Obituaries

Catherine (Betty) Rice

Betty Rice, a longtime resident of Shelter Island, died of natural causes on Oct. 1. She was 97 years old.

Betty first came to the Island from East Hampton in 1986 after purchasing a vacant lot at the edge of a pond in the Shelterlands Association, where she built a small salt box house and enjoyed watching the natural world around her at all times of day and in every season. She often said she had lived in many places, but Shelter Island, and her home on Peppermill Lane, was her favorite place in the world.

Born in Farmingdale to Rudolph and Catherine Burnett, she was an only child raised by her parents, grandparents, and uncle at their home in Farmingdale, and their cottage in the Pocono Mountains. She attended Farmingdale High School and then Albright College in Reading, Pa., where she earned a science degree.

Moving to Minnesota with two of her best friends, she began her career as a medical technologist. It was during this time she met Robert G. Rice, who was also from Long Island. They married in 1951, and his work as an economist took them to university campuses in western Long Island, upstate New York, Detroit and Chicago. 

It was in Chicago, in 1966, upon the sudden death of her husband, that she made the decision to move with her children back to Long Island. Living in East Hampton, she re-entered the work force with a position in the laboratory at Southampton Hospital. 

Although she had retired as the hospital’s microbiologist in 1986, she quickly became involved as a part-time librarian at the Shelter Island Public Library, where she worked until her final retirement in 2005. She moved into an apartment on her son’s property in East Moriches, and as her health declined, an assisted living community in Patchogue.

Betty loved animals and almost always had a dog at her side. She began with mutts and a Boston Terrier, and a long succession of English Bull Terriers was only broken by her last two pets, a Scottie and a miniature Bull Terrier. She loved to take them for walks and car rides — especially to the drive-up window at the bank, where the tellers always had treats for her companions.

She was known as a wicked tap dancer and could play the trumpet (or at least she said she could).

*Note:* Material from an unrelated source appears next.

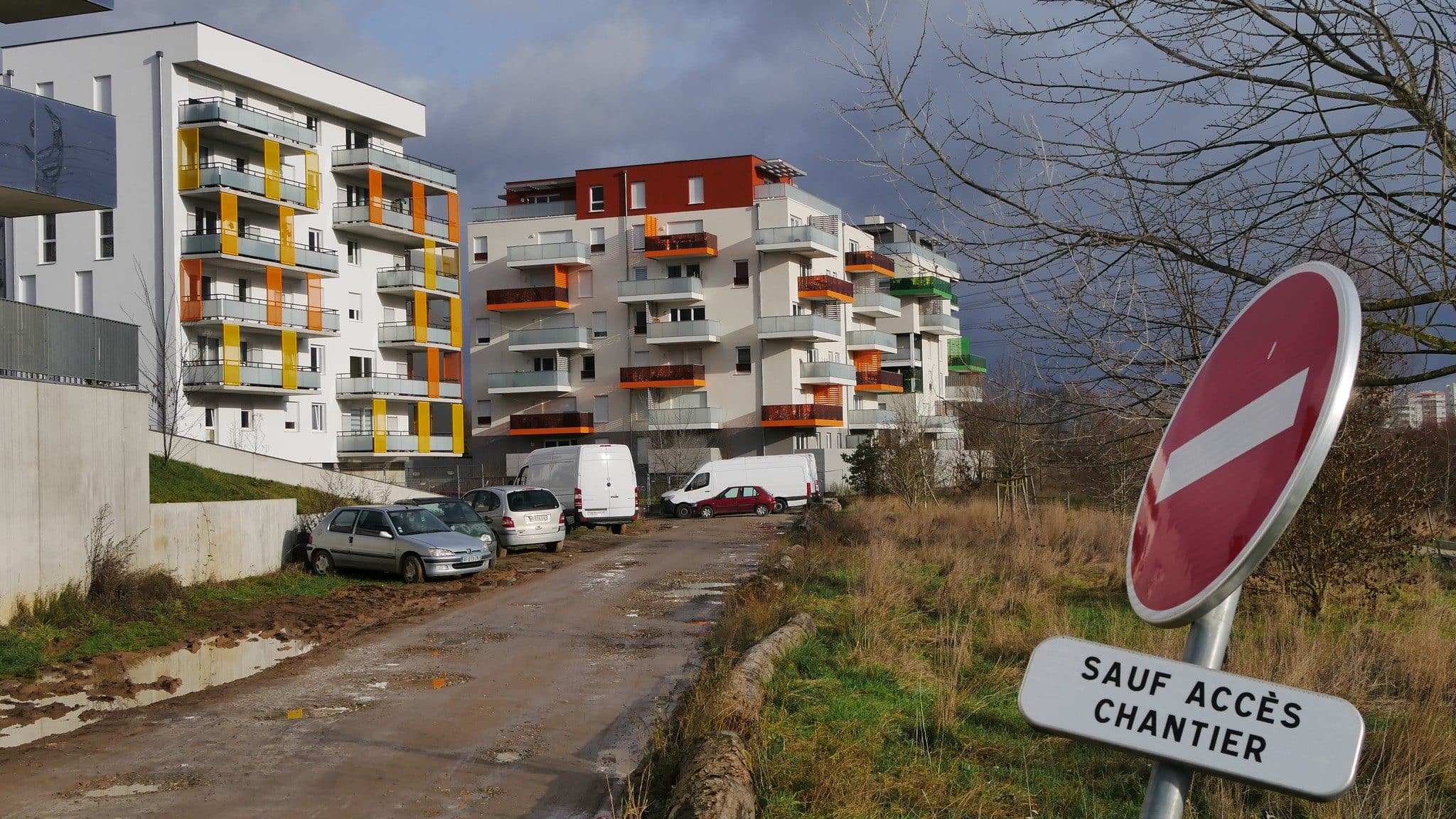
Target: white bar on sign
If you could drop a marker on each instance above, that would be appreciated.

She bristled when people used her proper first name, as she never did (Betty was her middle name). She liked a good set of wheels and owned a 1950s MG TD, 1967 Mustang fastback, a pickup truck, a Camaro and one of only a handful of 1980 Triumph TR8s sent to North America. She never flew on a plane, but in her later years enjoyed several cross-continental train journeys, both in Canada and the United States. 

She loved her many friends on Shelter Island and thoroughly enjoyed her two decades as a year-round resident. She was also a very private person, who requested no formal memorial service. If friends so desire, Betty would have genuinely appreciated donations supporting any local animal charities.

Betty is survived by her two children Robert (Lisa) and Betty; three grandchildren, Andy Elder, Sarah Misura (Vlad), and Robert Rice (Margaret); and recently, two great granddaughters, Adriana Misura and Mairead Rice.